Spending Their Way Out of Recession
The well-reported Schaeffler/Conti saga aside, the largest tyre companies are not acting like most of the nations in the western world and seeking to heavily increase their borrowing in order to invest. However, neither are they cutting off all their spending. Shrewd businesses know that while they may have to tighten their belts in tough times, cutting off spending in a downturn can do more harm than good. Premium tyre manufacturers for example are now be seeking to defend their market positions from the de-segmentation trend (cost conscious consumers switching to mid-range) that was predicted by a range of analysts at the end of 2008.

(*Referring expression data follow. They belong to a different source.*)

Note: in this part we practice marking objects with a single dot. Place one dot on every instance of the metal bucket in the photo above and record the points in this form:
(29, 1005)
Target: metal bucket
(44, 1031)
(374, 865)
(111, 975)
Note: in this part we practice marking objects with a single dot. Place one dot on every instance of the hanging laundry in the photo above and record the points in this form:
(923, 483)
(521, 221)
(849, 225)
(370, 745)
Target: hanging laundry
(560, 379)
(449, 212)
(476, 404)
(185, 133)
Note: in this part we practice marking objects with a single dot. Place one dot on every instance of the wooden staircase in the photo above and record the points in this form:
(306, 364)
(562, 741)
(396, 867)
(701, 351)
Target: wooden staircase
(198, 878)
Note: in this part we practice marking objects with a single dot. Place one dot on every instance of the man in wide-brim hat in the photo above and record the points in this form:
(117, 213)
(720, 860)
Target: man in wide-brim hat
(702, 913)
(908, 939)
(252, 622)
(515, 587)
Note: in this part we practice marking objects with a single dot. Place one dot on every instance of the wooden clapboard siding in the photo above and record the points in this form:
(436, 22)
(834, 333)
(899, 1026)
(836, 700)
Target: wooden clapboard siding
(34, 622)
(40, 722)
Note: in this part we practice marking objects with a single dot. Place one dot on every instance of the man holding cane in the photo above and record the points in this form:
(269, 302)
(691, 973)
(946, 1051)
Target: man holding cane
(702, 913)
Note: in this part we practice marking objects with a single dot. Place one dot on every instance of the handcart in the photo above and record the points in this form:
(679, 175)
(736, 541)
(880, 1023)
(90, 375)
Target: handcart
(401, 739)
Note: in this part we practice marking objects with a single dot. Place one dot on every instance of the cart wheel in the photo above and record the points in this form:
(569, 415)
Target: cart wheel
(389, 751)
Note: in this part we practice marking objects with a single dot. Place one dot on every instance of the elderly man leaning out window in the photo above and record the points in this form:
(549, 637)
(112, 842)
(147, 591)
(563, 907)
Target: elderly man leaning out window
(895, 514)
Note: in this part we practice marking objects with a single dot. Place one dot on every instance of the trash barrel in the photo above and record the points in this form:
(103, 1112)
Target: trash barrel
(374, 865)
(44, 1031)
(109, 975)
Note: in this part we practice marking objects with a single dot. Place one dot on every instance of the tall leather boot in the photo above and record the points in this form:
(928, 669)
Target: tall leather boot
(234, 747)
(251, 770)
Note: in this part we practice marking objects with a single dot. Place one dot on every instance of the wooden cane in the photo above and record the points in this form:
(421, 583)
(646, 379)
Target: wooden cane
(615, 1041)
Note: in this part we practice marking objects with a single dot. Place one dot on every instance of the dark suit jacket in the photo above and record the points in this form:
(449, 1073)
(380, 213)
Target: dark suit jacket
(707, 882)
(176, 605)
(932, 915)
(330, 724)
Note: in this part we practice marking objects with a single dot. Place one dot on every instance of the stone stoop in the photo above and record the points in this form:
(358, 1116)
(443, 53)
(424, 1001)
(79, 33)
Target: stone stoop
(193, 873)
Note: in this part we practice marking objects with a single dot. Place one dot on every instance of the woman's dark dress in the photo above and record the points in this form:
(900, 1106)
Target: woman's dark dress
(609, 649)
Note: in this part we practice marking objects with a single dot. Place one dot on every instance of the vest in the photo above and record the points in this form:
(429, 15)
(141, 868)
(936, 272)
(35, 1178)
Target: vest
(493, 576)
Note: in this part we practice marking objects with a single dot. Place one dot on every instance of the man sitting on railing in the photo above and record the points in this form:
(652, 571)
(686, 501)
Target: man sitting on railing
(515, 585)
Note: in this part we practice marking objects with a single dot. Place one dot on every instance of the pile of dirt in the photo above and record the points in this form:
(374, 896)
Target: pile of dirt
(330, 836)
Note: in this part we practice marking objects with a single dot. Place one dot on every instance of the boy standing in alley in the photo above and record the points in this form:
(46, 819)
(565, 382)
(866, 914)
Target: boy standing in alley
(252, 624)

With this in mind, Bridgestone’s decision to sponsor American Football’s Super Bowl XLIII is particularly interesting. Often dubbed “advertising’s biggest stage,” viewers on 1 February saw two new adverts by Bridgestone, broadcast alongside the NBC network’s coverage. Not only is it advertising’s biggest stage, but at $2-3 million dollars for 30 seconds of airtime, it is also the most expensive.
The Superbowl’s famous Halftime Show was also sponsored by the manufacturer. Both adverts represent an attempt to reinforce the company’s strap line – “For drivers who want to get the most out of their cars… it’s Bridgestone or nothing.” “When it comes to getting your message out there, no advertising opportunity compares to the reach and impact of the Super Bowl,” said John Baratta, president, Replacement Tire Sales US and Canada, Consumer Tire Sales Division.
However, as Tyres & Accessories went to press, news broke that the Japanese based manufacturer was also making symbolically significant cuts in its motorsport spending. Having earlier signed a three-year control tyre supply deal for MotoGP, Bridgestone is apparently walking away from two decades as headline sponsor of the All-Japan F3 Championship. Korean manufacturer, Hankook is poised to take over. After twenty uninterrupted years of sponsorship, the series will new see all competitors running on Hankook rubber until at least the end of 2010.
Hankook Tire is obviously set on taking strides towards to increasing its market presence despite the market conditions and will no doubt see the All-Japan F3 deal something of a coup as it is the only series in Asia able to award an FIA F1 superlicence to its champion.
But while some companies are strategically refocusing their motorsport sponsorship, and at the same time by default allowing competitors in to replace them, other companies continue to see motorsport tyre supply as an income stream rather than an expensive marketing luxury. Take Dunlop UK’s motorsport wing for example. T&A recently learnt that far from grinding to a halt due to amateur and professional drivers having to count their pennies, it was actually the fastest growing part of the company’s business in 2008 with sales up 5 per cent year-on-year. So is spending or saving the answer? If Bridgestone’s recent sponsorship decisions are anything to go by, can’t it be both?